Wirtuoz najróżniejszych klawiatur John Medeski, basista Chris Wood i perkusista Billy Martin przylecieli do Warszawy prosto z Nowego Jorku. Od Polski zaczęli europejskie tournée złożone z kilkunastu koncertów. Wrócą do nas już 22 kwietnia by zagrać w katowickim klubie Hipnoza. Przywieźli ze sobą trudno dostępne płyty wydawane w ich własnej wytwórni, w tym najnowszą „In Case the World Changes It's Mind" nagraną podczas trasy koncertowej z gitarzystą Johnem Scofieldem.
John Medeski obstawił się wiekowymi klawiaturami: fortepianu elektrycznego Wurlitzera, klawinetu i organów Hammonda z nieodłącznym zestawem wirujących głośników Leslie.
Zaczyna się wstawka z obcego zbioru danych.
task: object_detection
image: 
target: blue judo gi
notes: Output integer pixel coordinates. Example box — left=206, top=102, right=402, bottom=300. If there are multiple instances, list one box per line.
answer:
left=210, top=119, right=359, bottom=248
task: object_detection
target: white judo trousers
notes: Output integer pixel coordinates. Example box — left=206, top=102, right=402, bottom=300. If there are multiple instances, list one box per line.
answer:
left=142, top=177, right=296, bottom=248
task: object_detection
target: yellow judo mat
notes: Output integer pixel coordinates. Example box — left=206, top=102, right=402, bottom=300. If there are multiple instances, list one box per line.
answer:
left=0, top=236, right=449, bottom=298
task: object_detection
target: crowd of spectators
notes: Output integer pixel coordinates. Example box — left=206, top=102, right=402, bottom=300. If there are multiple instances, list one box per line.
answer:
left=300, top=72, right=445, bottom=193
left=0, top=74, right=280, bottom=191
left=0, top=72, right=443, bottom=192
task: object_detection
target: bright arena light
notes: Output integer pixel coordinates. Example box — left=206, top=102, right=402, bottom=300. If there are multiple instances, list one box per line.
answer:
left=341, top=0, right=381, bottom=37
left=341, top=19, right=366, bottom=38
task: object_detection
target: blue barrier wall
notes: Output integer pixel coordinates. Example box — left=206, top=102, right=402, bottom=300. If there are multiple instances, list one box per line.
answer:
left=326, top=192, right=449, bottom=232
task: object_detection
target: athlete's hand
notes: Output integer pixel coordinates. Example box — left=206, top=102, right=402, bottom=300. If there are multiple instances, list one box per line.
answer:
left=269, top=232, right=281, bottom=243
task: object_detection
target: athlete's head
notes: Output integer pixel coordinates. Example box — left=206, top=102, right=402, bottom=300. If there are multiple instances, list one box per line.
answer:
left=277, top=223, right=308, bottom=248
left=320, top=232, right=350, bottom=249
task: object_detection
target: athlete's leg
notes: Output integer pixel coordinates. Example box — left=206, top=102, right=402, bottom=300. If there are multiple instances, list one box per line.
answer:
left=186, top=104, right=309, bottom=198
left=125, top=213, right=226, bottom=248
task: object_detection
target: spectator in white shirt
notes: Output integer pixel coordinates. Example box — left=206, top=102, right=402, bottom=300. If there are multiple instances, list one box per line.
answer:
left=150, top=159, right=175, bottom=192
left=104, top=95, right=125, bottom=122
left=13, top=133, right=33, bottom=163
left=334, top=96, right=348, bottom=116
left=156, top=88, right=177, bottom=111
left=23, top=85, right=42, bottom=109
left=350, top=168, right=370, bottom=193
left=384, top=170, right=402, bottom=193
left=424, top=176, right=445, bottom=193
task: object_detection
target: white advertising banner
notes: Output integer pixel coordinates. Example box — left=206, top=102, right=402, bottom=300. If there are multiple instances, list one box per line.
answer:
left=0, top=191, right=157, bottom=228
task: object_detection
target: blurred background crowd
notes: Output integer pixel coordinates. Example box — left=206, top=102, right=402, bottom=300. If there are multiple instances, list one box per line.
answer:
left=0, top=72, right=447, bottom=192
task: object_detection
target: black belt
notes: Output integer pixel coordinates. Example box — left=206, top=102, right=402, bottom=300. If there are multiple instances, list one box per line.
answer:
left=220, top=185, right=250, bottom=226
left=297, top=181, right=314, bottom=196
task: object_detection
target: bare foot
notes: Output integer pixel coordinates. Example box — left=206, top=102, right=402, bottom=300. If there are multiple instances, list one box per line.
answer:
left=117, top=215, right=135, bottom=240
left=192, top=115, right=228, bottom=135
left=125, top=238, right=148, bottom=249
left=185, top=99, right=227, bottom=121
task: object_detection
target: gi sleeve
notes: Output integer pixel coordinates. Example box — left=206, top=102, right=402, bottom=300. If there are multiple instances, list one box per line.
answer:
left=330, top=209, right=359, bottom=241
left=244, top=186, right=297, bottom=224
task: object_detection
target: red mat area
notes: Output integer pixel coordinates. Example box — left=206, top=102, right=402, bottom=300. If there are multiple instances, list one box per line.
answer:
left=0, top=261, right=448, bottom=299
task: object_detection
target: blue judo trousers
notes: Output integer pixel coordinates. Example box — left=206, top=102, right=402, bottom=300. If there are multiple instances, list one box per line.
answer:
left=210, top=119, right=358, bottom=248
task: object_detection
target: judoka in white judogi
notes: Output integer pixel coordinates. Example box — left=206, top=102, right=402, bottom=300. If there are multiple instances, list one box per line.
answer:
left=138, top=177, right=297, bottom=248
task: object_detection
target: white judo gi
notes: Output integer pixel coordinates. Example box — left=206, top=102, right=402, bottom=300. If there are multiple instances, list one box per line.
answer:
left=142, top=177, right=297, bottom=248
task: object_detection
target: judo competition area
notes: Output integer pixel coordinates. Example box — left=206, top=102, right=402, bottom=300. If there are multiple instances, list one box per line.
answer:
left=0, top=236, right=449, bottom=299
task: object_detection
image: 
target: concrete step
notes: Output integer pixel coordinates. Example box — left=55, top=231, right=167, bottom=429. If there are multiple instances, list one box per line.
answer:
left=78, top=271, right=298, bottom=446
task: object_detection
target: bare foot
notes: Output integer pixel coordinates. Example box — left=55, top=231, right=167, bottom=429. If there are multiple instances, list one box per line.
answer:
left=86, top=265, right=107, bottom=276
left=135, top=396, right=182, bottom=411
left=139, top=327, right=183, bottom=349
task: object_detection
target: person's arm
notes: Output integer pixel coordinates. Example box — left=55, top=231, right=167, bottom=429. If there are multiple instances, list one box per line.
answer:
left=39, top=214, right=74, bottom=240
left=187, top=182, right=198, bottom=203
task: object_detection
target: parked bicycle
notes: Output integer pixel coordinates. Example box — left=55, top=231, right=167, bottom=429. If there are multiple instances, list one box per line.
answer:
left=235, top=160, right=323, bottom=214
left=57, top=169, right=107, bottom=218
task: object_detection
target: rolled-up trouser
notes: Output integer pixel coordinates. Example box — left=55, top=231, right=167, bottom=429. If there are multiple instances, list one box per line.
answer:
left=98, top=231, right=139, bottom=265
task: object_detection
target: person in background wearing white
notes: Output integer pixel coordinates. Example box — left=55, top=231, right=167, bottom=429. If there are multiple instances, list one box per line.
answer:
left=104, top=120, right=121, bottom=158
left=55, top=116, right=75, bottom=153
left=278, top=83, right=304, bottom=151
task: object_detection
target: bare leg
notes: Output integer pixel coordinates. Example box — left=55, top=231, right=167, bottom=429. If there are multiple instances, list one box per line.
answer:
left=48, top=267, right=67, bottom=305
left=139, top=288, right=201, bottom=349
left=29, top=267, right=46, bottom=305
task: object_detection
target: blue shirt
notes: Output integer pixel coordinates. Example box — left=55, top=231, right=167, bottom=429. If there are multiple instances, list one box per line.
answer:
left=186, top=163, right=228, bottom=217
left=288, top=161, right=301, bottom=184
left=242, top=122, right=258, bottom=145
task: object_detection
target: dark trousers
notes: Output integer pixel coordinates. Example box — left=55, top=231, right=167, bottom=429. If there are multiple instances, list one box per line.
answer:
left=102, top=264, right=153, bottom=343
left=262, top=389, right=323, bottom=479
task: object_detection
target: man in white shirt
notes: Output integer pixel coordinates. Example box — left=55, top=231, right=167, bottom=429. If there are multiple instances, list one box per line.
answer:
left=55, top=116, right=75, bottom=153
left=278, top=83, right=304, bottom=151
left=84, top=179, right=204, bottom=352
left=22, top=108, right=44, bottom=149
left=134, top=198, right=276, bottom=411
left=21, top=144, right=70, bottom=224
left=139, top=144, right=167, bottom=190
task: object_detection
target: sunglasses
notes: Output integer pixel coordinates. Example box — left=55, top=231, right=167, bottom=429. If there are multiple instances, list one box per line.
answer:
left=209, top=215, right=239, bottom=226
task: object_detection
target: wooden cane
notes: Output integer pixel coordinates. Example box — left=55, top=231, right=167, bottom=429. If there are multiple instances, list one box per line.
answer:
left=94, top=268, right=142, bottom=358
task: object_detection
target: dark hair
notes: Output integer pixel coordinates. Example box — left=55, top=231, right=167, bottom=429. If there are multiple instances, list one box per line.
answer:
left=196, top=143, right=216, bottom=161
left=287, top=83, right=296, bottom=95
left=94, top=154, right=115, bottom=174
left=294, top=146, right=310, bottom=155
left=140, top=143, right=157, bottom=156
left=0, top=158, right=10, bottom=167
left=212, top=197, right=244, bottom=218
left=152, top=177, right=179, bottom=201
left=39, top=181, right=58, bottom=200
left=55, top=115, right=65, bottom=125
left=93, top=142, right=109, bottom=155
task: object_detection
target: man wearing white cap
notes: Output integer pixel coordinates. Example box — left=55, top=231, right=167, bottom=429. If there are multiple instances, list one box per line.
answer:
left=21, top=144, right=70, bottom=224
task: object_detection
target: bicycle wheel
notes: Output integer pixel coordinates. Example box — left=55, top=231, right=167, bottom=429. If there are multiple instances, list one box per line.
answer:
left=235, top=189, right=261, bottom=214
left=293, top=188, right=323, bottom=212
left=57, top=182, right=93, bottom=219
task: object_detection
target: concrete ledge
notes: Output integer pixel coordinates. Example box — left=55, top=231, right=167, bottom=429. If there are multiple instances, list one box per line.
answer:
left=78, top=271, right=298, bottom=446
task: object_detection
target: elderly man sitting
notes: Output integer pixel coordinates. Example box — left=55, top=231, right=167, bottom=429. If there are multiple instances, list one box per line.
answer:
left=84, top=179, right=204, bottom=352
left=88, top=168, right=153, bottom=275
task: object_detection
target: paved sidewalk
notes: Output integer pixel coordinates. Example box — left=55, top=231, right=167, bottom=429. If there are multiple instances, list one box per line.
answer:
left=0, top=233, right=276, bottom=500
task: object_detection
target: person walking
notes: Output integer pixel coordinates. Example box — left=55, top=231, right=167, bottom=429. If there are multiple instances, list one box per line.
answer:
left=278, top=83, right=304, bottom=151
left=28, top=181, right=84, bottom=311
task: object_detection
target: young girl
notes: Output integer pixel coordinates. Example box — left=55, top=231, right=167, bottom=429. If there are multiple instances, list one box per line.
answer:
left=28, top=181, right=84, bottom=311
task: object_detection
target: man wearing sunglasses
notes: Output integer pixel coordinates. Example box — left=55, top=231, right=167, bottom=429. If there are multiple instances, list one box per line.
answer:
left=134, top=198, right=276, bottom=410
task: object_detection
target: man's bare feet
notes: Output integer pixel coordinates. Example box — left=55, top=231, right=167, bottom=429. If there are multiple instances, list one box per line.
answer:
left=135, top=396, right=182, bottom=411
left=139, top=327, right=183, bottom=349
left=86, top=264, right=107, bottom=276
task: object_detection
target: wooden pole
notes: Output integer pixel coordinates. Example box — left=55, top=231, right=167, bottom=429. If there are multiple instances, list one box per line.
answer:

W tym towarzystwie lśniący, koncertowy fortepian wyglądał bardzo nowocześnie. Do zdjęcia promocyjnego wykorzystanego na plakacie Ery Jazzu widniejącego nad sceną pianista pozował z lampowym wzmacniaczem wyjętym właśnie z kolumny Leslie. - To mój mózg - żartował w rozmowie z „Rz".
Kiedy przed koncertem zapytałem muzyków, czy wiedzą już, co zagrają, Medeski odpowiedział poważnie: - To pilnie strzeżony sekret. Chris Wood skwapliwie przytaknął, choć z odrobiną pretensji w głosie: - John nawet mnie nie mówi, co planuje zagrać.
Być może nie było żadnego planu przed koncertem, a pomysły, jak zwykle pojawiają się w jednej chwili, kiedy muzycy wydobywają pierwsze dźwięki ze swoich instrumentów.